Re: [rfc][patch 2/2] mm: introduce optional pte_special pte bit

Nick Piggin <npiggin@xxxxxxx> · Wed, 16 Jan 2008 04:38:00 +0100

On Sun, Jan 13, 2008 at 08:50:23AM -0800, Linus Torvalds wrote:
> 
> 
> On Sun, 13 Jan 2008, Nick Piggin wrote:
> > 
> > OK, you have to read to the 3rd paragraph.
> 
> That one doesn't actually say what the point is either. It just claims 
> that there *is* a point that isn't actually explained or mentioned 
> further.

OK, right after reading it again I concede it is unclear and doesn't
actually make the point.

My biggest concen is that s390 basically are thinking about doing
something like this:

       if (unlikely(vma->vm_flags & (VM_PFNMAP|VM_MIXEDMAP))) {
                if (vma->vm_flags & VM_MIXEDMAP) {
#ifdef s390
			if (pte_special(pte))
				return NULL;
#else
                        if (!pfn_valid(pfn))
                                return NULL;
#endif
                        goto out;
                } else {
                        unsigned long off = (addr-vma->vm_start) >> PAGE_SHIFT;
                        if (pfn == vma->vm_pgoff + off)
                                return NULL;
                        if (!is_cow_mapping(vma->vm_flags))
                                return NULL;
                }
        }

Of course it is nicely wrapped in arch functions, but that is the
basic logic. Now what happens is that already gives us 2 paths through
that function which needs to be understood by developers, but it also
IMO is more confusing because it mixes the 2 schemes (vma based vs pte
based).

Basically what I want to do is make the pte_special part usable by
all architectures, and bring it out of the vma tests. I think if anything
it actually makes the code clearer to a novice reader because they can
quite easily see the intention of the more complex vma scheme, by
understanding what the pte scheme does (althogh the comments are pretty
good at doing that anyway). My point is just that I don't think it is
too horrible.
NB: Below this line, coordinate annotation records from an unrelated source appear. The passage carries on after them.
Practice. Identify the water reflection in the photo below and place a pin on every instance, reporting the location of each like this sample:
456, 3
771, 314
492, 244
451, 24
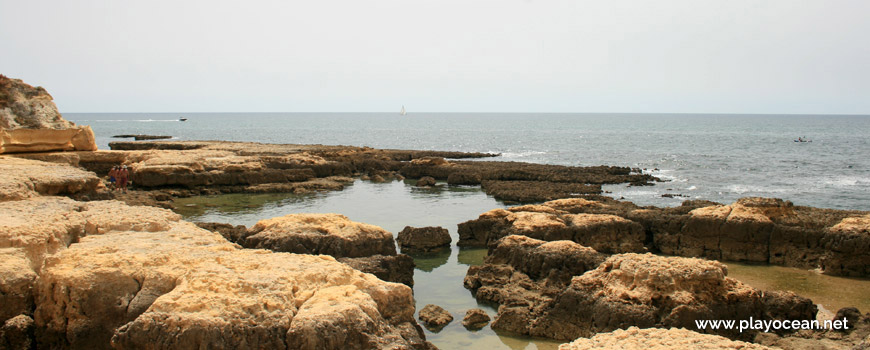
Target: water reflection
428, 261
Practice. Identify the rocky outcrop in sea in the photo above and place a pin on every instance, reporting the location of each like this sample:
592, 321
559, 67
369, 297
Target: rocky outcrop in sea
30, 122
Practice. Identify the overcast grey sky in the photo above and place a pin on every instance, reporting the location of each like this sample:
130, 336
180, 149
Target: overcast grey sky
734, 56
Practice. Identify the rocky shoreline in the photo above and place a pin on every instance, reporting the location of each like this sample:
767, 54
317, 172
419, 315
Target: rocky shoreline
85, 267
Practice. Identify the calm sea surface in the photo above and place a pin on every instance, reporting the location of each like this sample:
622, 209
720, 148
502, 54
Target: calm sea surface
714, 157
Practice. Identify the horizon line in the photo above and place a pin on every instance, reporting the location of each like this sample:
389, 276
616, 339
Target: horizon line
454, 112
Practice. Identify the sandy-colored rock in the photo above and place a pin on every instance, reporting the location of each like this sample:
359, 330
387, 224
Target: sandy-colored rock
23, 178
654, 291
602, 232
330, 234
30, 122
391, 268
475, 319
634, 338
435, 316
17, 333
423, 239
186, 288
16, 284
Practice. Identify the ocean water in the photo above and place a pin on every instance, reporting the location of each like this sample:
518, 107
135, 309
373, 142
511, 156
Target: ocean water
713, 157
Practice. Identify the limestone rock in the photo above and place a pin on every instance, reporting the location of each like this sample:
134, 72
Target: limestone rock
475, 319
30, 122
435, 316
17, 333
16, 284
423, 239
426, 181
189, 288
396, 268
634, 338
653, 291
23, 178
602, 232
330, 234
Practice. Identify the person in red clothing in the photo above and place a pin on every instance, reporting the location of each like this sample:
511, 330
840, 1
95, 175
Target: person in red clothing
123, 177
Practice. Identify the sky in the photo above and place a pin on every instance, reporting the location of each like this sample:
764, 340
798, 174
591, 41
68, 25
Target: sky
553, 56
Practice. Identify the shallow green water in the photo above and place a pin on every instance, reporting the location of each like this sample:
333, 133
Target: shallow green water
438, 277
394, 205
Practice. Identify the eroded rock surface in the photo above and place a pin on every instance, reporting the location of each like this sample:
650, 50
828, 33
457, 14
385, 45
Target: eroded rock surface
30, 122
434, 316
634, 338
23, 178
423, 239
330, 234
602, 232
752, 229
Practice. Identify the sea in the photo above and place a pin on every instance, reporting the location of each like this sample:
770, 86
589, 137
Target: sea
701, 156
713, 157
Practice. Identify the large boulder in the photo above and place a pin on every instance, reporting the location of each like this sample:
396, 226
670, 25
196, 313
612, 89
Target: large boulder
329, 234
23, 178
635, 338
125, 277
645, 290
30, 122
602, 232
423, 239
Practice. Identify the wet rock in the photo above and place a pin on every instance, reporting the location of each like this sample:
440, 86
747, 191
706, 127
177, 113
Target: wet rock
396, 268
423, 239
17, 334
435, 316
329, 234
657, 338
425, 181
653, 291
475, 319
23, 178
602, 232
30, 122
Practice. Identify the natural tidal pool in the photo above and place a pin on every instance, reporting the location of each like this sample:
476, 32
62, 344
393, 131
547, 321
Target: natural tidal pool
438, 276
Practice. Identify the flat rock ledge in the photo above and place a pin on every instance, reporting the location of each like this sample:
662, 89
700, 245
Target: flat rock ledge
532, 282
423, 239
435, 317
105, 275
367, 248
634, 338
757, 230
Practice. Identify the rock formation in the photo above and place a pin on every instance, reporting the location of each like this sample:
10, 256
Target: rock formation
423, 239
142, 278
30, 122
434, 316
475, 319
752, 229
627, 290
330, 234
634, 338
23, 178
602, 232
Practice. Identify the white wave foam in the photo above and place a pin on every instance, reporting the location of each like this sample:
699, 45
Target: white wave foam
847, 181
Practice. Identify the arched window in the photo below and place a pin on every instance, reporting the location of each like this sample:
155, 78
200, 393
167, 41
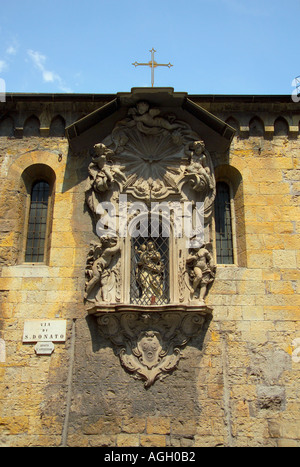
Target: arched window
256, 127
281, 127
223, 223
37, 223
149, 281
7, 127
57, 127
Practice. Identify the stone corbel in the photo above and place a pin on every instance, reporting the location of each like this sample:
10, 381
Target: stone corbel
149, 343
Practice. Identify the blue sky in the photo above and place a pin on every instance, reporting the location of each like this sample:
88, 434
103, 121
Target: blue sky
216, 46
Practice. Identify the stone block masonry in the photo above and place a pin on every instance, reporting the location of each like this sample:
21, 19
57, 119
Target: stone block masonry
237, 383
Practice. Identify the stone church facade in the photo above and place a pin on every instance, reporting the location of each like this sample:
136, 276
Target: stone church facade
149, 270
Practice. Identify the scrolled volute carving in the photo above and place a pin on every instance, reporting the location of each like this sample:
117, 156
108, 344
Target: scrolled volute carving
149, 344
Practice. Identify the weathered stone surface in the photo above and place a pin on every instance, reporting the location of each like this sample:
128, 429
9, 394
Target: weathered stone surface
235, 385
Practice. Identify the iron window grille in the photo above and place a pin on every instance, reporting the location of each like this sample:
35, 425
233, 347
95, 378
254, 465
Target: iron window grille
223, 223
149, 279
37, 223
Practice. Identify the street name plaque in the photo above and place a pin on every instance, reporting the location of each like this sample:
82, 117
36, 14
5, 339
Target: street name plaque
45, 330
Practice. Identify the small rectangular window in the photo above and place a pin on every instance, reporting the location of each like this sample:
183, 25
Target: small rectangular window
223, 222
37, 223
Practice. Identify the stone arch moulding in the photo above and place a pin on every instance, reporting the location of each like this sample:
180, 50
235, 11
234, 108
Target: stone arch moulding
154, 160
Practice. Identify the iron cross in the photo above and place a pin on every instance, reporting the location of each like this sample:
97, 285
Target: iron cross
153, 64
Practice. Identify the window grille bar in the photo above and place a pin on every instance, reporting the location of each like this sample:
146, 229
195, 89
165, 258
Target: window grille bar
37, 224
149, 281
223, 222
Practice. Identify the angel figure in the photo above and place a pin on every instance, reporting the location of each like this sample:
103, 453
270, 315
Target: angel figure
102, 174
202, 270
98, 271
198, 170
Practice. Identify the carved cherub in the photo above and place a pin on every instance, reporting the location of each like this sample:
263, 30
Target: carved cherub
201, 270
198, 170
102, 173
98, 261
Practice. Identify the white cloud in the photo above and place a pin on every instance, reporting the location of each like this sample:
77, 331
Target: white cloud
3, 66
11, 50
39, 61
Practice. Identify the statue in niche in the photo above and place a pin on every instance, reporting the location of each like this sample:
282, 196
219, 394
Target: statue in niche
102, 174
198, 171
202, 270
149, 272
99, 273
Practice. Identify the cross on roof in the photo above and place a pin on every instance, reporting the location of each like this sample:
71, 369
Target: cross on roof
153, 64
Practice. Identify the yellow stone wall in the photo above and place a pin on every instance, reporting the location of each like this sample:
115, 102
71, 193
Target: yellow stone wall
240, 387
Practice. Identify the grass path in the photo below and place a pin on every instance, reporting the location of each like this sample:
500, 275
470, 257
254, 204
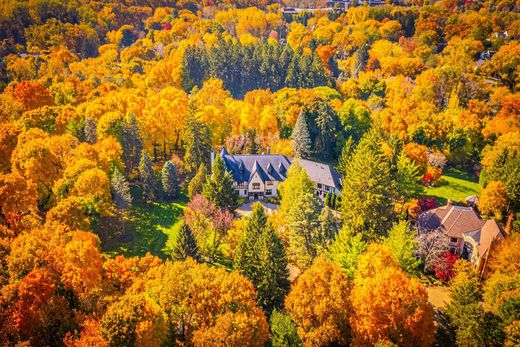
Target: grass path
151, 226
454, 185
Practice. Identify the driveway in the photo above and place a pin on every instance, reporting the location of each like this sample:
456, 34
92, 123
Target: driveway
244, 210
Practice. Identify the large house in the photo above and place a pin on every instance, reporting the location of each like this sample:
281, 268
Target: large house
469, 236
256, 176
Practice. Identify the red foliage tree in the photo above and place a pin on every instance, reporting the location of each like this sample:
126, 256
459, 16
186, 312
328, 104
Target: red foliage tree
444, 267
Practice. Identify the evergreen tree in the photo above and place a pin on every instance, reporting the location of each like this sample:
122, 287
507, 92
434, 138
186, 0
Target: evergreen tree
185, 244
147, 176
219, 187
402, 243
408, 179
169, 179
346, 154
120, 194
261, 258
197, 145
131, 143
304, 230
197, 182
346, 249
301, 141
327, 123
329, 226
366, 198
283, 330
90, 131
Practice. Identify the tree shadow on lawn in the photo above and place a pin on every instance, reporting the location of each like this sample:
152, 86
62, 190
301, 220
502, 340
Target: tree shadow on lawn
149, 227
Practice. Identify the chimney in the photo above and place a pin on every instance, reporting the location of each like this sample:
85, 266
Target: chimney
508, 224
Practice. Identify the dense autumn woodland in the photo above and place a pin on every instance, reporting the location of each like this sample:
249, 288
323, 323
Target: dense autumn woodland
117, 230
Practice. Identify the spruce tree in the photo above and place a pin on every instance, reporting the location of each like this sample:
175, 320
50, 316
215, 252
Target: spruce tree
261, 258
346, 249
401, 240
346, 154
185, 244
131, 143
366, 198
147, 176
197, 182
169, 180
120, 195
301, 140
407, 179
219, 187
90, 131
197, 145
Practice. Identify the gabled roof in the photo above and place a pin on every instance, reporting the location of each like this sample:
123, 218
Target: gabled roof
321, 173
243, 166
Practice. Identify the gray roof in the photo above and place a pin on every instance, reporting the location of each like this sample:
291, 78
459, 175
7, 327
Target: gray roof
273, 167
270, 167
321, 173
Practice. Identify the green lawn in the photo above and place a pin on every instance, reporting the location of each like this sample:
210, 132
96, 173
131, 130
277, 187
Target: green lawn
151, 226
454, 185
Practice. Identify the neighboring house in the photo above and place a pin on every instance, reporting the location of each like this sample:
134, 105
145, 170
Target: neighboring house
257, 176
470, 236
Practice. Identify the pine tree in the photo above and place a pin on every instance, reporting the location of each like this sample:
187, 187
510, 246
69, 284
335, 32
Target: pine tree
131, 143
408, 179
402, 243
301, 141
169, 179
147, 176
329, 226
261, 258
346, 154
346, 249
197, 182
185, 244
120, 194
219, 187
197, 145
366, 198
90, 131
304, 230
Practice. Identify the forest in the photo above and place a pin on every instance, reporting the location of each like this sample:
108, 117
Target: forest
121, 225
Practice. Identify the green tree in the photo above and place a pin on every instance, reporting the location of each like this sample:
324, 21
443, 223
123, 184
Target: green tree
283, 330
261, 258
197, 182
120, 194
169, 179
219, 187
185, 244
408, 179
301, 140
366, 198
346, 154
147, 176
401, 240
197, 145
346, 249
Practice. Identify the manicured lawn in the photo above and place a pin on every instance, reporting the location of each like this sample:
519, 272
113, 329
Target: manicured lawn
438, 296
454, 185
150, 227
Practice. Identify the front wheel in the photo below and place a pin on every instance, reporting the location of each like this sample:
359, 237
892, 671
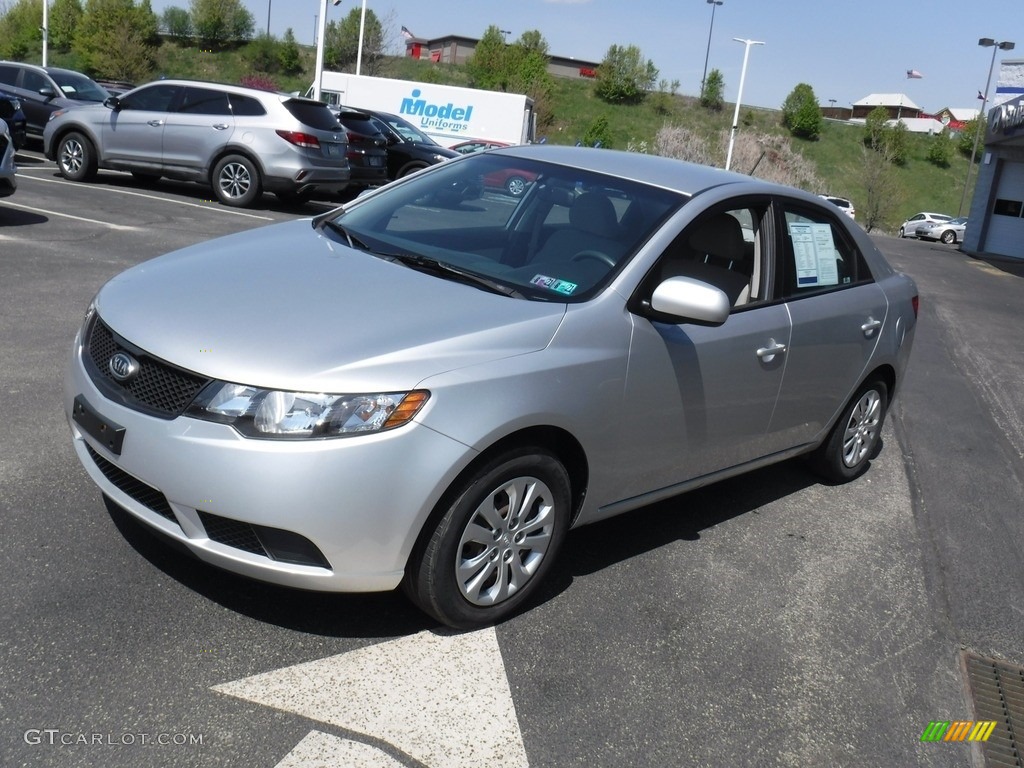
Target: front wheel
237, 181
856, 437
495, 542
77, 158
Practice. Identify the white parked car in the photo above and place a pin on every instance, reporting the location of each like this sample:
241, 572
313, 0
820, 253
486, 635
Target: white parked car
948, 231
909, 227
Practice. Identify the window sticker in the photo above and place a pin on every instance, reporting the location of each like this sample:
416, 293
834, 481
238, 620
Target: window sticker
553, 284
815, 255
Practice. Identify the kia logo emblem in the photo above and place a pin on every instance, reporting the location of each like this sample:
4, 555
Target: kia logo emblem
123, 366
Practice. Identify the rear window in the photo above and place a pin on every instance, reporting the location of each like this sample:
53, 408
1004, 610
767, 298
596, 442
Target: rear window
314, 114
246, 105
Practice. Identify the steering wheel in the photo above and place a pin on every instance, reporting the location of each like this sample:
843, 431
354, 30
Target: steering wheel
595, 255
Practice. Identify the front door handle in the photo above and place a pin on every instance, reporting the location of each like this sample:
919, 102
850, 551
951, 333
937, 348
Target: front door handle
870, 327
768, 353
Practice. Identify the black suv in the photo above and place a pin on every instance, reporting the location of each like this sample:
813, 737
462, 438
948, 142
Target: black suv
10, 113
409, 148
43, 90
367, 150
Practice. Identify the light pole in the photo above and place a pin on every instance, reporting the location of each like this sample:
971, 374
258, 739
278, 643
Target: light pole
739, 95
363, 25
985, 42
712, 3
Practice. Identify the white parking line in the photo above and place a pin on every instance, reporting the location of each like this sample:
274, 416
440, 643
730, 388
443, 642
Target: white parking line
108, 224
22, 174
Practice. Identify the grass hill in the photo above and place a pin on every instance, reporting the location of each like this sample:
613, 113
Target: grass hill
836, 155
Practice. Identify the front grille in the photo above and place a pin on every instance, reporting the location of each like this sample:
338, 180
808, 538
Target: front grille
159, 388
231, 532
147, 496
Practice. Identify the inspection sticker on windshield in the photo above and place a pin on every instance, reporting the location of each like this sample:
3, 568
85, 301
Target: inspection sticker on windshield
553, 284
814, 250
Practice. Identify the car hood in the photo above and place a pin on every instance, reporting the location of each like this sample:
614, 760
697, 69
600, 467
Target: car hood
287, 307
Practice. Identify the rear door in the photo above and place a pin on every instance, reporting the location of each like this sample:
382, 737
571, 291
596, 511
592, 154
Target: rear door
838, 312
133, 134
199, 126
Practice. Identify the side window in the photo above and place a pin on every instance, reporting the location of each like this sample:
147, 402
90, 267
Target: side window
817, 255
204, 101
246, 107
154, 98
724, 249
34, 82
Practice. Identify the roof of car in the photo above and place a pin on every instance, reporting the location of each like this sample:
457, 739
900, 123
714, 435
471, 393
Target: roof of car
650, 169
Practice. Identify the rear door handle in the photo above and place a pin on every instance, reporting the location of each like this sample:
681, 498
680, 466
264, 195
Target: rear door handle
870, 327
768, 352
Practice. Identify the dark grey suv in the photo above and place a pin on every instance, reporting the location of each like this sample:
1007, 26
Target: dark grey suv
242, 141
43, 90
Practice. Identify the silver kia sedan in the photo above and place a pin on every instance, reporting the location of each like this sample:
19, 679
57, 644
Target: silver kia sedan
430, 386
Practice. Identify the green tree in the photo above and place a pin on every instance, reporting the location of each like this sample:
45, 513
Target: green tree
598, 134
341, 42
176, 22
488, 67
288, 54
713, 96
221, 22
624, 76
940, 150
966, 139
117, 39
65, 16
19, 31
802, 114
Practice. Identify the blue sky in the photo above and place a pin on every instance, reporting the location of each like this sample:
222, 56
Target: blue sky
845, 49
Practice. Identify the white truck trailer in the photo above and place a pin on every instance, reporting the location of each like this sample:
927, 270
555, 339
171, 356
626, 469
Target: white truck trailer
446, 113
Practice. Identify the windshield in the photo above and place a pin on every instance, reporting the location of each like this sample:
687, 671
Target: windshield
549, 232
79, 87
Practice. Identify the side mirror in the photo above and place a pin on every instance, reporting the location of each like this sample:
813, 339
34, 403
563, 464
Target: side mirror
689, 299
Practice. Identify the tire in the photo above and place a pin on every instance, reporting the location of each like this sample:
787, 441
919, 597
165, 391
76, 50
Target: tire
77, 158
487, 553
856, 438
516, 185
236, 181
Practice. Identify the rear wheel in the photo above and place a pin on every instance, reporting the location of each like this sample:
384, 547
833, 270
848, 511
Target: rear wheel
856, 437
77, 158
495, 542
237, 181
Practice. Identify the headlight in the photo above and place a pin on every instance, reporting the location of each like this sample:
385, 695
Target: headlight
271, 413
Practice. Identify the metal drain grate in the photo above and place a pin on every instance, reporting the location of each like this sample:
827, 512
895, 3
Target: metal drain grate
997, 691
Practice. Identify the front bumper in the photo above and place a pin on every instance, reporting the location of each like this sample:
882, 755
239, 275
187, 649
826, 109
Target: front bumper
359, 502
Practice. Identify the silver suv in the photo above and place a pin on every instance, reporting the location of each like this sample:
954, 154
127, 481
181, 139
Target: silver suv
242, 141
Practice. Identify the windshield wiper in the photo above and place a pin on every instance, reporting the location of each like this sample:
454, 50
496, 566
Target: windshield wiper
433, 266
352, 241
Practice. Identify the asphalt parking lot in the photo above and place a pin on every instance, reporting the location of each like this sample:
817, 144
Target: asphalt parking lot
768, 621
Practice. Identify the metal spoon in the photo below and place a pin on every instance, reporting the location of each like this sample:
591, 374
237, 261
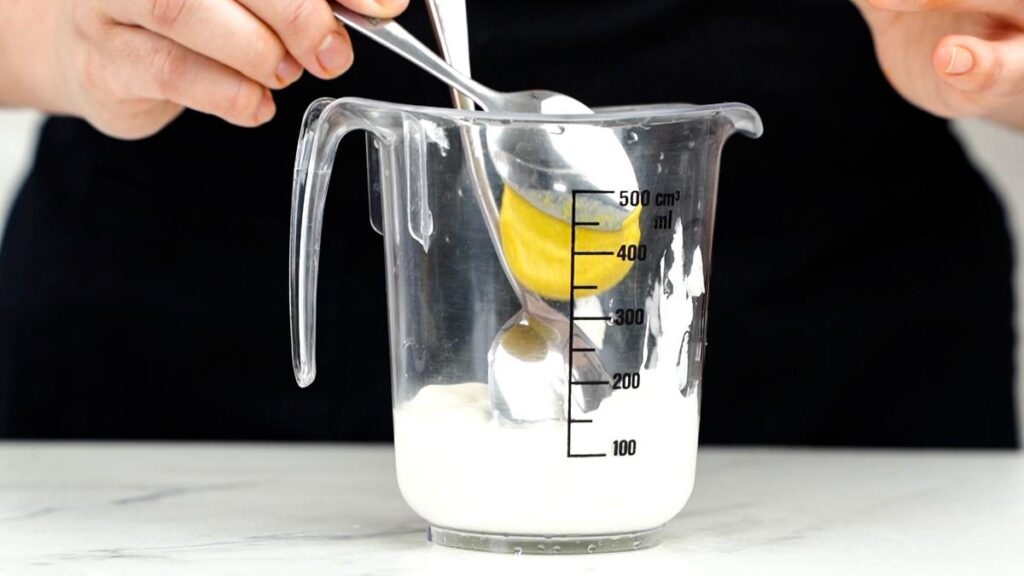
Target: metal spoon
544, 168
528, 357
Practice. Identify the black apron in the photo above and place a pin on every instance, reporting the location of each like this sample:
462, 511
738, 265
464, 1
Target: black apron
861, 285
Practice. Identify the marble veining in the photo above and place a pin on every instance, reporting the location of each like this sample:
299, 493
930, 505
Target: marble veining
311, 509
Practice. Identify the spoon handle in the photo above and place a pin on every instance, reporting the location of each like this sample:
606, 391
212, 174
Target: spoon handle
448, 17
392, 36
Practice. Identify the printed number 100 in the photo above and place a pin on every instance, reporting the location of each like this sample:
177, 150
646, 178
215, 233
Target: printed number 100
624, 448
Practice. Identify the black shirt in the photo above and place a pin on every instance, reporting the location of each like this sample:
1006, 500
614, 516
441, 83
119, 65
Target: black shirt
861, 286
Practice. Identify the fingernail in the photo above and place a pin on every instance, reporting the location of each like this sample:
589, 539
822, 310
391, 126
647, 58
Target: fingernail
961, 62
289, 70
334, 54
265, 110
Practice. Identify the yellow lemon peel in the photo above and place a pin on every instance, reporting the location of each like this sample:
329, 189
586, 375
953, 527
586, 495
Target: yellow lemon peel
538, 249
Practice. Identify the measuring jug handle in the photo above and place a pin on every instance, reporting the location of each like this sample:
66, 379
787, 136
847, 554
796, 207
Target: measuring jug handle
325, 123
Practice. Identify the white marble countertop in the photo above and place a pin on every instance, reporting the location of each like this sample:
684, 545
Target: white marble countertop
312, 509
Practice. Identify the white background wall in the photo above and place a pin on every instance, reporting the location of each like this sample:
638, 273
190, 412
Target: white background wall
998, 152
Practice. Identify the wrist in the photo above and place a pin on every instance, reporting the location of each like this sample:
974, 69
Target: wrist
29, 57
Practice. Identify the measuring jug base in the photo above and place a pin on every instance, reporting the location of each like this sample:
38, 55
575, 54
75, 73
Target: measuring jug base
516, 544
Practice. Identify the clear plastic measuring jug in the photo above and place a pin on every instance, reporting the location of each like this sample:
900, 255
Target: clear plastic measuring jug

It isn't like the poor developer who has to understand
the vma scheme will have much problem with the pte scheme...

> > Well the immediate improvement from this actual patch is just that
> > it gives better and smaller code for vm_normal_page (even if you
> > discount the debug checks in the existing code).
> 
> It does no such thing, except for the slow-path that doesn't matter.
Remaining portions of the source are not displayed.